D’autres informations font état d’infiltrations dans l’Ituri et surtout au Sud Kivu et des témoins ont constaté vendredi dernier d’importants mouvements militaires du côté rwandais en direction de la fille frontalière de Cyangugu.
Selon des observateurs militaires régionaux, la concentration des mutins à Bunagaga au Nord Kivu pourrait être une manœuvre destinée à « fixer » les meilleurs éléments de l’armée congolaise et à dégarnir d’autres fronts potentiels où des surprises se préparent…

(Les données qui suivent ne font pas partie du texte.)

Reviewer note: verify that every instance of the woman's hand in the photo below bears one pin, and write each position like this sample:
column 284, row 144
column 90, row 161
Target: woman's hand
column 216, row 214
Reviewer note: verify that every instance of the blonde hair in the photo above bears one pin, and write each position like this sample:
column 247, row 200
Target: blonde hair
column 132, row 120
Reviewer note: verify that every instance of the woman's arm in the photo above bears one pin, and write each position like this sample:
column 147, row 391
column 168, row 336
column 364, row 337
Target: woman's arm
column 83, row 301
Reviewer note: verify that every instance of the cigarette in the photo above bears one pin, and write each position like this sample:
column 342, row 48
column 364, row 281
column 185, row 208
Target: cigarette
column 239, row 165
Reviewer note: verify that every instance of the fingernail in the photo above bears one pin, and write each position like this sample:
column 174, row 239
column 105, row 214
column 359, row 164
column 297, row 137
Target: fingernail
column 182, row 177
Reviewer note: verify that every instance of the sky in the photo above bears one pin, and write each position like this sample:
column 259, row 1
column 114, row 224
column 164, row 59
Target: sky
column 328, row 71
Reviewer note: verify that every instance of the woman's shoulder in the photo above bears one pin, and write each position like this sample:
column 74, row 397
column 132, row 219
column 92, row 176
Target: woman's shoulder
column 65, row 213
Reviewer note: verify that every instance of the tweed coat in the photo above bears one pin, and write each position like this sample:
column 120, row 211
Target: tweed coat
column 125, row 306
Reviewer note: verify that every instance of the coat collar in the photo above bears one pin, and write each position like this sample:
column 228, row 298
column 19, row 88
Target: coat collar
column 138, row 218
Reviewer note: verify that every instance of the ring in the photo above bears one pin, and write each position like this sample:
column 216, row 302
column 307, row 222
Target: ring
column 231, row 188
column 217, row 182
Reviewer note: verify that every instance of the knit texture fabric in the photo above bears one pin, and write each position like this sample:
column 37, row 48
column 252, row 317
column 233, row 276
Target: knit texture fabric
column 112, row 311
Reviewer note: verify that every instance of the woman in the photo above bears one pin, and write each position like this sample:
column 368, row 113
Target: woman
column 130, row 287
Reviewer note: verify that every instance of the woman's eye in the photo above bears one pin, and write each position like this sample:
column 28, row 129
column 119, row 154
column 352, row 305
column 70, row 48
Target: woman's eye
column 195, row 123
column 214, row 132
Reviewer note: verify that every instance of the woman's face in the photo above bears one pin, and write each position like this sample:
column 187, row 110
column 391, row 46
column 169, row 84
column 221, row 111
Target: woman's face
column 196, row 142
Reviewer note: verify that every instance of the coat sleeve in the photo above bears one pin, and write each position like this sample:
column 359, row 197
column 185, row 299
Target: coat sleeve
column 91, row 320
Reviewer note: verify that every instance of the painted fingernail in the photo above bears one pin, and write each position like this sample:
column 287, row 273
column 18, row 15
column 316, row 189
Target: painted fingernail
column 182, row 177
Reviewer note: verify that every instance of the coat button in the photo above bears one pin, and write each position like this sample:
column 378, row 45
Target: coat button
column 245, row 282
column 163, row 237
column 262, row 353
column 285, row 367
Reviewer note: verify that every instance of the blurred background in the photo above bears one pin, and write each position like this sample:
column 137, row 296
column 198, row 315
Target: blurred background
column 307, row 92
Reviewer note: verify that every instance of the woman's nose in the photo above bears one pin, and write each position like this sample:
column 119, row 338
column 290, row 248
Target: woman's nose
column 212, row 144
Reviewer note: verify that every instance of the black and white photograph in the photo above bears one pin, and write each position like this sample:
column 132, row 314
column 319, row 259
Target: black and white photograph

Un épilogue en trois questions :

Pourquoi, en déclenchant une telle campagne contre Bosco Ntaganda, -comme s’il était le seul criminel de la région- les organisations de droits de l’homme ont-elles entraîné la « communauté internationale » à prendre le risque de déstabiliser à nouveau une région aussi fragile, où la paix reposait sur la récente collaboration entre Kinshasa et Kigali ?
Pourquoi le Congo, prévenant les critiques, n’a-t-il pas balayé devant sa porte, congédiant des officiels, des militaires, des personnalités politiques notoirement corrompus ou impliqués dans le trafic de minerais à l’est du pays, pourquoi le pouvoir a-t-il toléré des pratiques mafieuses au plus haut niveau de l’armée ?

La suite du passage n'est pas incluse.